I’ve written a simple function to bin data into seasons based on years and months and I’m trying to use it to update a Pandas dataframe (The binning is arbitrary as described in the comments, and is irrelevant to the problem). I think the function is fine (I know it returns logical results when supplied with inputs manually) but I cannot use it to update the DF in vectorized fashion.

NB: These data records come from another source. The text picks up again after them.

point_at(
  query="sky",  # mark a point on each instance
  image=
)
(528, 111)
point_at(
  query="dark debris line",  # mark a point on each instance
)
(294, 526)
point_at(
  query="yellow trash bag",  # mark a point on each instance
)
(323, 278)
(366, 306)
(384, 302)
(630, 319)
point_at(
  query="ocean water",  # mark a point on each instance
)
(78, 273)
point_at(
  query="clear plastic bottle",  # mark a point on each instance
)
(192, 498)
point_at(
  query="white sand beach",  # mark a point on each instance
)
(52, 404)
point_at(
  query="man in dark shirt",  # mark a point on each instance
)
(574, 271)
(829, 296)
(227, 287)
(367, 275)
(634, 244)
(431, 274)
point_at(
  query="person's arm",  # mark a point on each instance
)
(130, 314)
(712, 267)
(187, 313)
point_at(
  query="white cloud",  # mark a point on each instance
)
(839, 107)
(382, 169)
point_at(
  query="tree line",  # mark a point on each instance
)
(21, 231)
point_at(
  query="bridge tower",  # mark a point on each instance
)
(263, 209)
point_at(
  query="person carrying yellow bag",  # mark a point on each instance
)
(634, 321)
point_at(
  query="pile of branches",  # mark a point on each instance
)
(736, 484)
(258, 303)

The function in question is as follows:
def getSeason(year, mth):
#return a tuple containing the year and season for the given year, month combination
#this assumes that seasons are lagged by one calendar month, such that:
#year and month should be integer values
#winter = Dec-Feb
#spring = Mar-May
#summer = June-Aug
#fall = Sept-Dec
sYear = year
season = ""
mthsDict = {1:"winter",2:"winter",3:"spring",4:"spring",5:"spring",6:"summer",7:"summer",8:"summer",9:"fall",10:"fall",11:"fall",12:"winter"}
season = mthsDict.get(mth)
if mth == 12:
sYear = sYear+1 #December is attached to the next year for our purposes
return(sYear, season)
This works fine so long as year and month are supplied as integers, which they are in my dataset. I want to use the returned values to populate two dataframe columns, “SYR” and “SEASON”. I can do it the “bad” way, with iterrows, simply and easily:
#this works:
for index, row in DF.iterrows():
thisYr = row["YEAR"]
thisMth = row["MONTH"]
thisSeason = getSeason(thisYr,thisMth)
DF.at[index,"SEASON"] = thisSeason[1]
DF.at[index,"SYR"] = thisSeason[0]
I’d really prefer to vectorize this- for this particular dataset it’s meaningless, but I’d like to stick with good habits. So I’ve tried apply and a lambda, but I’ve clearly got something wrong in the syntax. It gives an unhashable type: ‘Series’ error pointing at the part of the function that returns the month string from the dictionary:
#this fails:
DF["SYR"] = DF.apply(lambda row: getSeason(DF['YEAR'], DF['MONTH'])[0])
DF["SEASON"] = DF.apply(lambda row: getSeason(DF['YEAR'], DF['MONTH'])[1])
Any thoughts are much appreciated- thanks in advance.
beachcombr is a new contributor to this site. Take care in asking for clarification, commenting, and answering.
Check out our Code of Conduct.
1
There is no single, encapsulated way to vectorize pandas operations. A lambda/UDF used with apply is almost always a non-vectorized approach since the lambda/UDF has to be applied to each row/column.
If you’re manipulating individual rows/columns, you’re not vectorizing. If you create expressions that deal with series/arrays/dataframes as a whole, you’re vectorizing.
The way to vectorize depends heavily on the operation in question. So in your specific example a vectorized approach would like this:
DF['SEASON'] = DF['MONTH'].map(mthsDict)
DF['SYR'] = np.where(DF['MONTH'] == 12, DF['YEAR']+1, DF['YEAR'])
Hope this helps!